Now when i subtract the extra diode drop from 19.12 volts i get 18.82 and your data for that C is 18.6 so that's pretty close now, maybe if we knew the primary and secondary resistance that would take care of the extra 0.2 volts. Pretty close though huh.
So adding the diode model would be next, and with that i would see close to 0.8 too, and it actually comes out to 0.76 with the MicroCap model for the 1N4001 diode.

 

There are two interesting observations from this experiment.

1) Beyond a time-constant of 0.5s (ripple period is 8ms) the results remain the same.

2) For long time constant the peak diode current is 7 times the average load current.

 

There are two interesting observations from this experiment.

1) Beyond a time-constant of 0.5s (ripple period is 8ms) the results remain the same.

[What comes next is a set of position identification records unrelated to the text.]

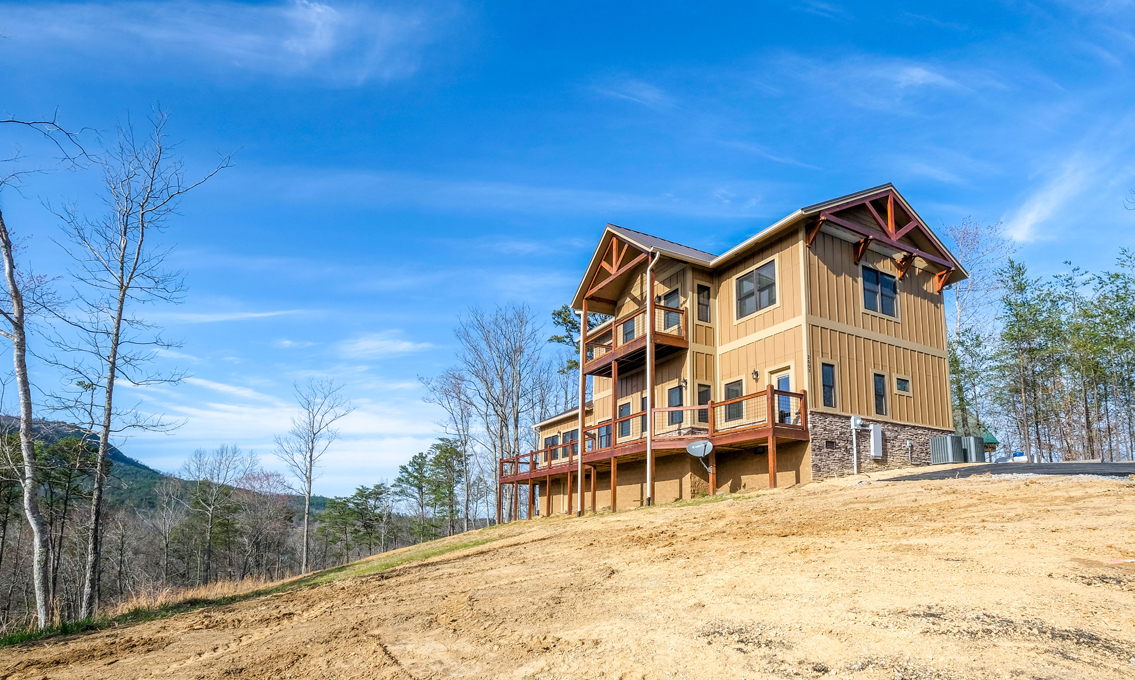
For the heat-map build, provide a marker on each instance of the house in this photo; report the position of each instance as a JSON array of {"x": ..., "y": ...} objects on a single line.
[{"x": 766, "y": 351}]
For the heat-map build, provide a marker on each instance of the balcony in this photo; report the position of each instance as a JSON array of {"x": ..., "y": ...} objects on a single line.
[
  {"x": 736, "y": 424},
  {"x": 624, "y": 341}
]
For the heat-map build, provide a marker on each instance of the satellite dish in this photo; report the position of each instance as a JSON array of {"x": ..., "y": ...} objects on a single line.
[{"x": 699, "y": 448}]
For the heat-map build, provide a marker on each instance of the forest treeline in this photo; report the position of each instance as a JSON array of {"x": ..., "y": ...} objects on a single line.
[{"x": 1048, "y": 363}]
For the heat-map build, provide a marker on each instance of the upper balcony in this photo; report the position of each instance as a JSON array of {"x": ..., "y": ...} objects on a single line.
[{"x": 624, "y": 341}]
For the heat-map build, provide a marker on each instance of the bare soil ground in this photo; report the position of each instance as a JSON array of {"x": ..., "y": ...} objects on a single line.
[{"x": 963, "y": 578}]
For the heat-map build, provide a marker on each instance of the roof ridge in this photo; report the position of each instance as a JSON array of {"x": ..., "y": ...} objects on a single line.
[{"x": 661, "y": 238}]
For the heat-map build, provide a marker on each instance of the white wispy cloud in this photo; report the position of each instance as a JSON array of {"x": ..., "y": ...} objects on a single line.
[
  {"x": 233, "y": 389},
  {"x": 1049, "y": 200},
  {"x": 327, "y": 39},
  {"x": 289, "y": 344},
  {"x": 372, "y": 345},
  {"x": 216, "y": 317}
]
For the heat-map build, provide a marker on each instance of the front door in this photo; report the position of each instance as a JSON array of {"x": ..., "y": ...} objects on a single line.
[{"x": 783, "y": 402}]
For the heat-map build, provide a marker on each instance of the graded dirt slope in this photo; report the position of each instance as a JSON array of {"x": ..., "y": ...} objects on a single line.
[{"x": 968, "y": 578}]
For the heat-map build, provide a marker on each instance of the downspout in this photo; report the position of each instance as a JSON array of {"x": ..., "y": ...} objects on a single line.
[
  {"x": 582, "y": 406},
  {"x": 649, "y": 379}
]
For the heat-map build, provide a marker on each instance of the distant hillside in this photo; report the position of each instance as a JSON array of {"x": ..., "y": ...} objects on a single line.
[{"x": 132, "y": 481}]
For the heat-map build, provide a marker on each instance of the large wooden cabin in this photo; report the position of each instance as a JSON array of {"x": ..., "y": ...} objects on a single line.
[{"x": 766, "y": 351}]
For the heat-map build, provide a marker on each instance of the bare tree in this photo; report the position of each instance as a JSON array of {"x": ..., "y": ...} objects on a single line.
[
  {"x": 451, "y": 392},
  {"x": 24, "y": 296},
  {"x": 212, "y": 477},
  {"x": 118, "y": 267},
  {"x": 983, "y": 249},
  {"x": 312, "y": 433}
]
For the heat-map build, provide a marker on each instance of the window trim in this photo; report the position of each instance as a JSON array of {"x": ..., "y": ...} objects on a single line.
[
  {"x": 732, "y": 291},
  {"x": 835, "y": 384},
  {"x": 725, "y": 397},
  {"x": 697, "y": 302},
  {"x": 875, "y": 394},
  {"x": 910, "y": 384},
  {"x": 863, "y": 293}
]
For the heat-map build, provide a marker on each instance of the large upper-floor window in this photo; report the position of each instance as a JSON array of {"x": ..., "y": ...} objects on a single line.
[
  {"x": 704, "y": 303},
  {"x": 827, "y": 379},
  {"x": 756, "y": 290},
  {"x": 734, "y": 389},
  {"x": 880, "y": 292},
  {"x": 624, "y": 426},
  {"x": 880, "y": 394}
]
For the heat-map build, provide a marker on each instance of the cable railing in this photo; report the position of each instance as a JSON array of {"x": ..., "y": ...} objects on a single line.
[{"x": 776, "y": 408}]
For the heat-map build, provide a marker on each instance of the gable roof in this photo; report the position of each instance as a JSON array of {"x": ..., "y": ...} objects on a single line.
[{"x": 648, "y": 243}]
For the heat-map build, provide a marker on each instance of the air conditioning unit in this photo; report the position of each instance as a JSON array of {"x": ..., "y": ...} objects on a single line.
[
  {"x": 974, "y": 448},
  {"x": 946, "y": 450}
]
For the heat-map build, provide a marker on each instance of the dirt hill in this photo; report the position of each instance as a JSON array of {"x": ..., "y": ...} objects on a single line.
[{"x": 966, "y": 578}]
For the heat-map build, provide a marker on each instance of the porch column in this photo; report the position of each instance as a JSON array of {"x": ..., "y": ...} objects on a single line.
[
  {"x": 614, "y": 481},
  {"x": 547, "y": 496}
]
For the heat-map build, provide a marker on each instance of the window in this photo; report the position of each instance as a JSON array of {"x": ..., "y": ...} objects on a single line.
[
  {"x": 624, "y": 426},
  {"x": 572, "y": 438},
  {"x": 671, "y": 319},
  {"x": 756, "y": 290},
  {"x": 880, "y": 394},
  {"x": 734, "y": 389},
  {"x": 628, "y": 330},
  {"x": 674, "y": 399},
  {"x": 880, "y": 292},
  {"x": 827, "y": 379},
  {"x": 604, "y": 434},
  {"x": 704, "y": 303}
]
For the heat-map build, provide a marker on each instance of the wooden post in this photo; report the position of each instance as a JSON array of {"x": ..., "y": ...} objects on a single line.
[
  {"x": 614, "y": 396},
  {"x": 593, "y": 490},
  {"x": 713, "y": 472},
  {"x": 804, "y": 409},
  {"x": 614, "y": 481},
  {"x": 772, "y": 460}
]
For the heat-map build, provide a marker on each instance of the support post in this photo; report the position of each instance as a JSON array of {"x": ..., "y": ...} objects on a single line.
[
  {"x": 713, "y": 472},
  {"x": 614, "y": 483},
  {"x": 649, "y": 379},
  {"x": 772, "y": 459},
  {"x": 582, "y": 400},
  {"x": 593, "y": 490}
]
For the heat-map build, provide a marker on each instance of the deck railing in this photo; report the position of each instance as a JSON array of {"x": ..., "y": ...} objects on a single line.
[
  {"x": 705, "y": 421},
  {"x": 631, "y": 326}
]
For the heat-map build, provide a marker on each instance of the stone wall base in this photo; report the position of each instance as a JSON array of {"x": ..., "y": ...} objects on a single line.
[{"x": 831, "y": 445}]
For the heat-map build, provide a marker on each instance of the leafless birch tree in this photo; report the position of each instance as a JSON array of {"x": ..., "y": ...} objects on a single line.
[
  {"x": 213, "y": 476},
  {"x": 120, "y": 266},
  {"x": 312, "y": 433}
]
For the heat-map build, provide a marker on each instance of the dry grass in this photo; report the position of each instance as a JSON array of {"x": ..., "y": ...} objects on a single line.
[{"x": 173, "y": 597}]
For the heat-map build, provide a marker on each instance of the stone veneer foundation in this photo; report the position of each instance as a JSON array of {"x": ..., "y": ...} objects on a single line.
[{"x": 831, "y": 445}]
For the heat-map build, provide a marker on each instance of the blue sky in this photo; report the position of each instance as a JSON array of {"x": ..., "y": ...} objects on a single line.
[{"x": 397, "y": 162}]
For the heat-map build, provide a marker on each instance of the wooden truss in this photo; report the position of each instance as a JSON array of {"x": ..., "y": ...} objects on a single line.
[
  {"x": 890, "y": 235},
  {"x": 613, "y": 265}
]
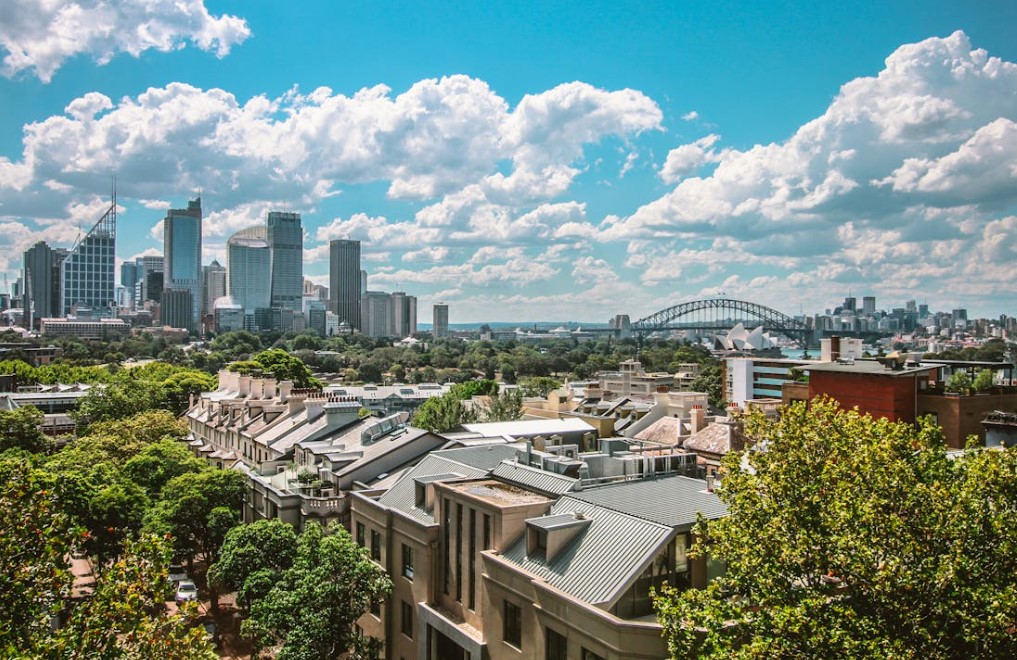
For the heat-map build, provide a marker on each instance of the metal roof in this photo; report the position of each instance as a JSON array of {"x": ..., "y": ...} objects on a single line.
[
  {"x": 673, "y": 501},
  {"x": 601, "y": 560},
  {"x": 465, "y": 463},
  {"x": 545, "y": 482}
]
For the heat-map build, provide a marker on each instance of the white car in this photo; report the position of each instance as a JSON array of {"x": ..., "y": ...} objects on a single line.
[
  {"x": 177, "y": 574},
  {"x": 186, "y": 591}
]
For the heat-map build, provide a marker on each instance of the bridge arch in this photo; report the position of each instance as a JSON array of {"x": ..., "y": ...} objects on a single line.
[{"x": 718, "y": 314}]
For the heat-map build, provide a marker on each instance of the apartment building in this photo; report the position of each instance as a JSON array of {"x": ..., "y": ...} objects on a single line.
[{"x": 503, "y": 551}]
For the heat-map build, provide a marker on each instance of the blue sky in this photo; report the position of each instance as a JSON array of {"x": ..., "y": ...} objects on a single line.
[{"x": 538, "y": 161}]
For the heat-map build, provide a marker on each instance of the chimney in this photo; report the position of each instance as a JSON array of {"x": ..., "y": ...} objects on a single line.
[{"x": 698, "y": 416}]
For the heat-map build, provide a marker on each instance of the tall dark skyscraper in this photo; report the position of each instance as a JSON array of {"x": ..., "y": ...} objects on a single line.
[
  {"x": 87, "y": 276},
  {"x": 42, "y": 283},
  {"x": 344, "y": 281},
  {"x": 182, "y": 247},
  {"x": 286, "y": 247}
]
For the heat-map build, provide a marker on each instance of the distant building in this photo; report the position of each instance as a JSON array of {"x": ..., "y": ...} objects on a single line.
[
  {"x": 248, "y": 265},
  {"x": 182, "y": 247},
  {"x": 346, "y": 282},
  {"x": 42, "y": 278},
  {"x": 213, "y": 286},
  {"x": 439, "y": 323},
  {"x": 286, "y": 246},
  {"x": 87, "y": 276}
]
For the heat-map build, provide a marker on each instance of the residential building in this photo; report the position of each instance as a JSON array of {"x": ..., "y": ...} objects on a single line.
[
  {"x": 632, "y": 380},
  {"x": 302, "y": 451},
  {"x": 87, "y": 275},
  {"x": 746, "y": 378},
  {"x": 345, "y": 281},
  {"x": 182, "y": 248},
  {"x": 439, "y": 322},
  {"x": 248, "y": 268},
  {"x": 286, "y": 246},
  {"x": 495, "y": 553}
]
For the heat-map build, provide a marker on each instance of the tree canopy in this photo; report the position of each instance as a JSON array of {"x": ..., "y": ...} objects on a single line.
[
  {"x": 310, "y": 612},
  {"x": 854, "y": 537}
]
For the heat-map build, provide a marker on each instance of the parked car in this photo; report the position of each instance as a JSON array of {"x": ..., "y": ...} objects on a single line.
[
  {"x": 177, "y": 574},
  {"x": 186, "y": 591}
]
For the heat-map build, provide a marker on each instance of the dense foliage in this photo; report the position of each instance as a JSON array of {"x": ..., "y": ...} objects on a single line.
[
  {"x": 310, "y": 612},
  {"x": 854, "y": 537}
]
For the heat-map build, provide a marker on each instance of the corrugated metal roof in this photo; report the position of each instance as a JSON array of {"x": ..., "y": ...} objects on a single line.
[
  {"x": 467, "y": 463},
  {"x": 542, "y": 481},
  {"x": 673, "y": 501},
  {"x": 599, "y": 561}
]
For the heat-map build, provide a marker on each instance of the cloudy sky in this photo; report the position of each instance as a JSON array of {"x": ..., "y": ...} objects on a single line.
[{"x": 537, "y": 161}]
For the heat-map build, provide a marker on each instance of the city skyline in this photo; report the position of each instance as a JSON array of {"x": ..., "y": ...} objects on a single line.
[{"x": 529, "y": 162}]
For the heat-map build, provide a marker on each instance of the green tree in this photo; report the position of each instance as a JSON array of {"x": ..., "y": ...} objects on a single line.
[
  {"x": 441, "y": 414},
  {"x": 311, "y": 612},
  {"x": 959, "y": 382},
  {"x": 157, "y": 464},
  {"x": 35, "y": 538},
  {"x": 854, "y": 537},
  {"x": 504, "y": 407},
  {"x": 125, "y": 616},
  {"x": 19, "y": 429},
  {"x": 538, "y": 385},
  {"x": 983, "y": 381},
  {"x": 253, "y": 558}
]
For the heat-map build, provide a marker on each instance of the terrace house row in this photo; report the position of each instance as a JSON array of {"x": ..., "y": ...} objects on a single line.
[
  {"x": 504, "y": 551},
  {"x": 302, "y": 451}
]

2) For long time constant the peak diode current is 7 times the average load current.

Hi,

Yeah and that peak diode current increase often goes unnoticed. As the cap gets larger the dynamic impedance gets lower so the peak current goes up.
Also for RC of 0.1 or greater the straight line approximation isnt that bad.

 

Hi MrAl,
That formula works pretty well.
Yes I agree this power supply is ordinary with regards to ripple voltages, however I believe this was the intention of the experiment to highlight the difference the cap alone has on the circuit.

Regards
Dan

 

Hi MrAl,
That formula works pretty well.
Yes I agree this power supply is ordinary with regards to ripple voltages, however I believe this was the intention of the experiment to highlight the difference the cap alone has on the circuit.

Regards
Dan

Hi,

So what did you get out of all of this with regard to the cap value?

 

Hi,

Just for the heck of it i went back and recalculated a few average values using the model for the 1N4001 diode.
The results are as follows.

RC=0.01, Vavg=14.59842737282718 (was 14.64 without diode model using constant 0.65 only)
RC=0.1, Vavg=18.36438720302801 (was 18.43 without diode model using constant 0.65 only)
RC=1.0, Vavg=19.04447464856828 (was 19.12 without diode model using constant 0.65 only)

This is where i used the average voltage value to determine the diode current which is also an approximation of the diode current and not as dynamic as it would be instantaneously. Doing it this way takes less iterations to get to a solution, about 10 or so.